Padlock icon from the Firefox Web browser, meant to indicate a page has been sent in SSL or TLS-encrypted protected form. However, such an icon is not a guarantee of security; any subverted browser might mislead a user by displaying such an icon when a transmission is not actually being protected by SSL or TLS.

In addition to encryption, public-key cryptography can be used to implement digital signature schemes. A digital signature is reminiscent of an ordinary signature; they both have the characteristic that they are easy for a user to produce, but difficult for anyone else to forge. Digital signatures can also be permanently tied to the content of the message being signed; they cannot then be 'moved' from one document to another, for any attempt will be detectable. In digital signature schemes, there are two algorithms: one for signing, in which a secret key is used to process the message (or a hash of the message, or both), and one for verification, in which the matching public key is used with the message to check the validity of the signature. RSA and DSA are two of the most popular digital signature schemes. Digital signatures are central to the operation of public key infrastructures and many network security schemes (e.g., SSL/TLS, many VPNs, etc.).

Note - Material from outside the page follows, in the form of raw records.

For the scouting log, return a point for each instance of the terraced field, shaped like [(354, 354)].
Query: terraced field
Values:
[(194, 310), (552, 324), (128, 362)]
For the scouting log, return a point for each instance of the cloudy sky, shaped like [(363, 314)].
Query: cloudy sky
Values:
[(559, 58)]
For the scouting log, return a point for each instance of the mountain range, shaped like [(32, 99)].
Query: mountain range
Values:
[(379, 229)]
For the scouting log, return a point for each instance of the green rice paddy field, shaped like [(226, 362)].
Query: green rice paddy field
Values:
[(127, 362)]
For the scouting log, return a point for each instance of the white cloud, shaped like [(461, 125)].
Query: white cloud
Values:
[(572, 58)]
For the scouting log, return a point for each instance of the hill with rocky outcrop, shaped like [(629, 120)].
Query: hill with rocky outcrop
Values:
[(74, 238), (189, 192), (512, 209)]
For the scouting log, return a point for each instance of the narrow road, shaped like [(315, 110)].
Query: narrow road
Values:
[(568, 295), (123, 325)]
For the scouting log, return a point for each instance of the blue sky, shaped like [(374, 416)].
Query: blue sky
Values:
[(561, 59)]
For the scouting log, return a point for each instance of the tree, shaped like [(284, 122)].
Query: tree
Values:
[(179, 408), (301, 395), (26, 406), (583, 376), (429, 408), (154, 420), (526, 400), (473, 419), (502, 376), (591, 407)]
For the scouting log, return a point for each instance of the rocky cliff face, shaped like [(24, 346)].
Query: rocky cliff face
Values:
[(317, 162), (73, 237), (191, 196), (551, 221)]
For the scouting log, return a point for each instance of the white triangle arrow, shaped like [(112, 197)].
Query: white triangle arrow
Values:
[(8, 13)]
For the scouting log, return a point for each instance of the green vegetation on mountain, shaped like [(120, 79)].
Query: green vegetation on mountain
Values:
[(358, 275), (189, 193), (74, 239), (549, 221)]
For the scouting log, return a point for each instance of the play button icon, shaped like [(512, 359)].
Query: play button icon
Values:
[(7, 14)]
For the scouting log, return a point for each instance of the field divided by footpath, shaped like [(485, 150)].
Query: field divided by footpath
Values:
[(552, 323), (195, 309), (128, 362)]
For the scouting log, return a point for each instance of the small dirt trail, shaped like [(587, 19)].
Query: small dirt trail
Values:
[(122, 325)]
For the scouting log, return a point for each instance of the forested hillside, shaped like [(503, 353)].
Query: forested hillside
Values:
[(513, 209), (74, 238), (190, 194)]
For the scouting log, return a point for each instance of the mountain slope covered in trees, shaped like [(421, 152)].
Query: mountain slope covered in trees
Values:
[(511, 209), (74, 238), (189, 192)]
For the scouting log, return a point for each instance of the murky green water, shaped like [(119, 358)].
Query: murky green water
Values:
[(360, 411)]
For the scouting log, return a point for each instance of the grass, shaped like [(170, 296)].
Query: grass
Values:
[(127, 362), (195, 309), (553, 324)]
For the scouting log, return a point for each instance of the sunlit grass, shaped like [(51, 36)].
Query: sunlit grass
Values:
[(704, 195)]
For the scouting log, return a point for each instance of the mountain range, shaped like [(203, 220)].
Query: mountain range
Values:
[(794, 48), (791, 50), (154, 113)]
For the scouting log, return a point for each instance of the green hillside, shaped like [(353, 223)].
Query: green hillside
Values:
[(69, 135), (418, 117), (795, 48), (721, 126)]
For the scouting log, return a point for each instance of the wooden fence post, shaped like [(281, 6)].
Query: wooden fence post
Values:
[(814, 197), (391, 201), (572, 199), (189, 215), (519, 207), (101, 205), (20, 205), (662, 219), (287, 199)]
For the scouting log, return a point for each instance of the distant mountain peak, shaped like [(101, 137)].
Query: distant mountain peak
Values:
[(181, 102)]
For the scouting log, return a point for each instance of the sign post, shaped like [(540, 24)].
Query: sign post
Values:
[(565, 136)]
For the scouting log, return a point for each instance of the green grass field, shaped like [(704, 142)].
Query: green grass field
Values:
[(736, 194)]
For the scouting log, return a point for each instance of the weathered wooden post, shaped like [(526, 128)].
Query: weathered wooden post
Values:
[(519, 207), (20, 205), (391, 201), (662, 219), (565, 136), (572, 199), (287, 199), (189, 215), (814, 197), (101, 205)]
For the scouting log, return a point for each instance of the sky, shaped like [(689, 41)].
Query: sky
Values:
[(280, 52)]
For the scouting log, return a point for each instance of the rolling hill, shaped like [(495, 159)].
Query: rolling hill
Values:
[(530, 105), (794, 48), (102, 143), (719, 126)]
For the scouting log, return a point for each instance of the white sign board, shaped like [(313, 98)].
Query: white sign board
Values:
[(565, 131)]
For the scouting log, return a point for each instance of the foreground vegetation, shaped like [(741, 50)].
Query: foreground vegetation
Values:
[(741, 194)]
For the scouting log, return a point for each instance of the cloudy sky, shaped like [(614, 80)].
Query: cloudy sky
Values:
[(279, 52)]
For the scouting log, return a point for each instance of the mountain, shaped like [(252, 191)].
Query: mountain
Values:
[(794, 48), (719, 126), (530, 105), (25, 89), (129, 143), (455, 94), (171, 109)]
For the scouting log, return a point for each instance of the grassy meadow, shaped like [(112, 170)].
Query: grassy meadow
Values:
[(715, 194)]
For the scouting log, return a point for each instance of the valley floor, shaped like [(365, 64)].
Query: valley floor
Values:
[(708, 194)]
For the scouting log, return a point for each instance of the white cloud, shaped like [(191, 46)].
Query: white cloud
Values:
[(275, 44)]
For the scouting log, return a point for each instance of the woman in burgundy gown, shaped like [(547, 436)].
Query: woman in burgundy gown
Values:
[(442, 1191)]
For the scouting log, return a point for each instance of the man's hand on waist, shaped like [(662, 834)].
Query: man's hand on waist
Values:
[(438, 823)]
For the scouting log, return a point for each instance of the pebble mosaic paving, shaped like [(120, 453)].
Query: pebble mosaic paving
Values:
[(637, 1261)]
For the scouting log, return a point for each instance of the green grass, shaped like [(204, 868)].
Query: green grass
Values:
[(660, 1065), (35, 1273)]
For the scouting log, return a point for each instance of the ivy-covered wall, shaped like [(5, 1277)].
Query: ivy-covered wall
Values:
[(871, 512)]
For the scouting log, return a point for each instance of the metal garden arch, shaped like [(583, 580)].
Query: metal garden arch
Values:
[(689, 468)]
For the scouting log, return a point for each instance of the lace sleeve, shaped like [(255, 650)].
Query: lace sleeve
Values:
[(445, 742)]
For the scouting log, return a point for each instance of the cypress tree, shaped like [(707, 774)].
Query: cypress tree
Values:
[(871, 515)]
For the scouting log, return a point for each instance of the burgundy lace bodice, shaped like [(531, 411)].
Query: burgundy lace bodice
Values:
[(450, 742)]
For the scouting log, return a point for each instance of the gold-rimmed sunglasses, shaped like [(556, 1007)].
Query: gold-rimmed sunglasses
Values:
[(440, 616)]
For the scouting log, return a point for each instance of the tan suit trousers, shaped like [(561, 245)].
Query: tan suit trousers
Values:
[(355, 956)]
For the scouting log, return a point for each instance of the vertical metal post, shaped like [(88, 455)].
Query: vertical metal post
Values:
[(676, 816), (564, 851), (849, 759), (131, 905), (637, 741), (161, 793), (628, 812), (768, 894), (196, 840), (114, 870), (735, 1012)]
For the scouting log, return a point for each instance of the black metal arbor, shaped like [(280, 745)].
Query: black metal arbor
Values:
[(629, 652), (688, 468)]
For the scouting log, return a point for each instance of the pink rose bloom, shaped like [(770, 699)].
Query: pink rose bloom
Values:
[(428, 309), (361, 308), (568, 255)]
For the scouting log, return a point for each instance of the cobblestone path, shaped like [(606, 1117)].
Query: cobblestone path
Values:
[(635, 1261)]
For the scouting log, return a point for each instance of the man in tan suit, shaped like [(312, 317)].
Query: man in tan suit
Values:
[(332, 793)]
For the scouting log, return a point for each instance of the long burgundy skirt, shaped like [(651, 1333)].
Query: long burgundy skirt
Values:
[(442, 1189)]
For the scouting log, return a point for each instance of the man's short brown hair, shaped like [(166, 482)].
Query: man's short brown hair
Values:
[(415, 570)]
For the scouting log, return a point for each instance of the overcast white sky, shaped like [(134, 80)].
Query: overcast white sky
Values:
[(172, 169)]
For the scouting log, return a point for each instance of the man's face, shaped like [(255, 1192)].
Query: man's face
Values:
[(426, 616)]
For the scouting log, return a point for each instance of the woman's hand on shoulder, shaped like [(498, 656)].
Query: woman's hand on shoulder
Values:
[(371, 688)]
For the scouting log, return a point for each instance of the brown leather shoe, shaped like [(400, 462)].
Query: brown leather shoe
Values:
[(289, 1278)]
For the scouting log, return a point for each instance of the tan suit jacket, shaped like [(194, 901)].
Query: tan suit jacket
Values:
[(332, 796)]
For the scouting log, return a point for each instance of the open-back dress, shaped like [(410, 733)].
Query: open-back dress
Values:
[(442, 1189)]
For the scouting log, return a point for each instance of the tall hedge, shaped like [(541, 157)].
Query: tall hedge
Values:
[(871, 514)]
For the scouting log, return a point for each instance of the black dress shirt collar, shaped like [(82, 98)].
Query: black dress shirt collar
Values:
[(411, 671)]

Public-key algorithms are most often based on the computational complexity of "hard" problems, often from number theory. For example, the hardness of RSA is related to the integer factorization problem, while Diffie–Hellman and DSA are related to the discrete logarithm problem. More recently, elliptic curve cryptography has developed in which security is based on number theoretic problems involving elliptic curves. Because of the difficulty of the underlying problems, most public-key algorithms involve operations such as modular multiplication and exponentiation, which are much more computationally expensive than the techniques used in most block ciphers, especially with typical key sizes. As a result, public-key cryptosystems are commonly hybrid cryptosystems, in which a fast high-quality symmetric-key encryption algorithm is used for the message itself, while the relevant symmetric key is sent with the message, but encrypted using a public-key algorithm. Similarly, hybrid signature schemes are often used, in which a cryptographic hash function is computed, and only the resulting hash is digitally signed.